So I've come across an interesting issue. I'm trying to optimize my solr indexes in japan, for japanese characters.
Essentially the issue, is that Solr isn't recognizing that words with long marks, and without long marks, are the same word. I don't know Japanese, but I'm working with someone who does, and they've informed me that when you search ビームエキスパンダー it returns results, as it should.
But if you search ビームエキスパンダ, which is the same word, but minus the long mark at the end, that it doesn't return any results.

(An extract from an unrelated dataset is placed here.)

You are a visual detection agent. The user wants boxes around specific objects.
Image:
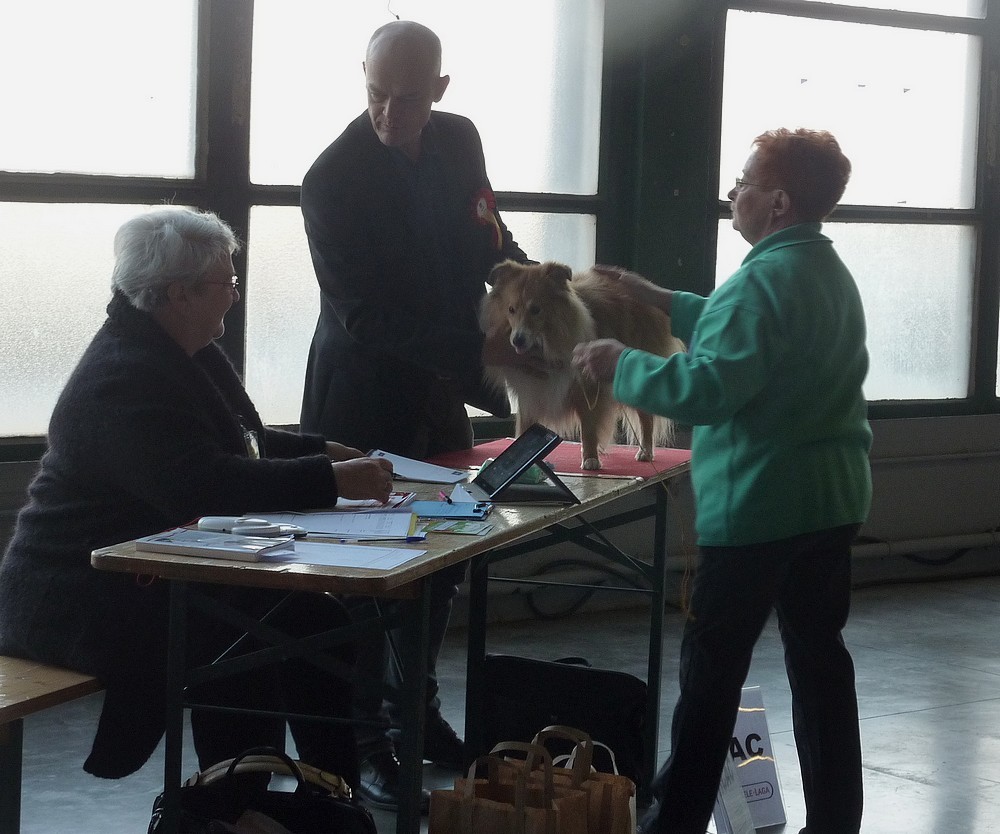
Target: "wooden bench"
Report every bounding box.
[0,655,104,834]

Our content that is indexed all contains ビームエキスパンダー, but we want essentially solr to include content even if you don't search the long mark to include content with the long mark.

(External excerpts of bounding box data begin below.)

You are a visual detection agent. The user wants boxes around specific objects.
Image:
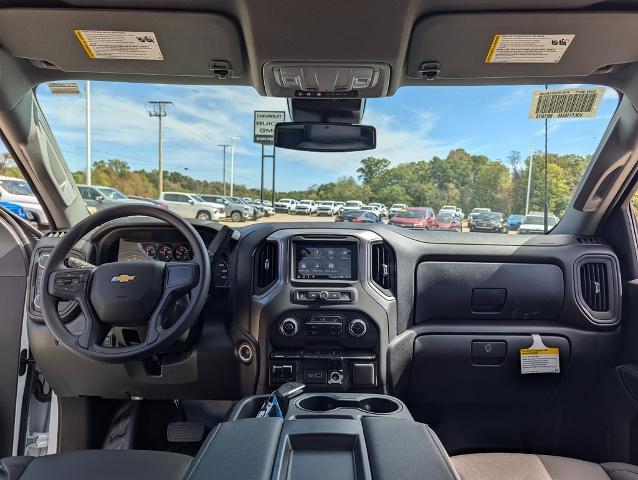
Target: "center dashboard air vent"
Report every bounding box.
[370,243,395,294]
[574,255,620,324]
[254,242,279,293]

This is what our japanese schema looks like for the fields I am looking at.
<fieldType name="text_general" class="solr.TextField" positionIncrementGap="100" multiValued="true">
<analyzer type="index">
<tokenizer class="solr.JapaneseTokenizerFactory" mode="search" userDictionary="lang/userdict_ja.txt"/>
<filter class="solr.SynonymGraphFilterFactory" expand="true" ignoreCase="true" synonyms="synonyms.txt" />
<filter class="solr.JapaneseBaseFormFilterFactory"/>
<filter class="solr.JapanesePartOfSpeechStopFilterFactory" tags="lang/stoptags_ja.txt"/>
<filter class="solr.CJKWidthFilterFactory"/>
<filter class="solr.StopFilterFactory" ignoreCase="true" words="lang/stopwords_ja.txt"/>
<filter class="solr.JapaneseKatakanaStemFilterFactory" minimumLength="4"/>
<filter class="solr.LowerCaseFilterFactory"/>
<filter class="solr.WordDelimiterGraphFilterFactory" preserveOriginal="1" catenateWords="1"/>
</analyzer>
<analyzer type="query">
<tokenizer class="solr.JapaneseTokenizerFactory" mode="search" userDictionary="lang/userdict_ja.txt"/>
<filter class="solr.SynonymGraphFilterFactory" expand="true" ignoreCase="true" synonyms="synonyms.txt"/>
<filter class="solr.JapaneseBaseFormFilterFactory"/>
<filter class="solr.JapanesePartOfSpeechStopFilterFactory" tags="lang/stoptags_ja.txt"/>
<filter class="solr.CJKWidthFilterFactory"/>
<filter class="solr.StopFilterFactory" ignoreCase="true" words="lang/stopwords_ja.txt"/>
<filter class="solr.JapaneseKatakanaStemFilterFactory" minimumLength="4"/>
<filter class="solr.LowerCaseFilterFactory"/>
<filter class="solr.WordDelimiterGraphFilterFactory" preserveOriginal="1" catenateWords="1"/>
</analyzer>
</fieldType>
When I search ビームエキスパンダ, without the long mark, this is how it's parsed.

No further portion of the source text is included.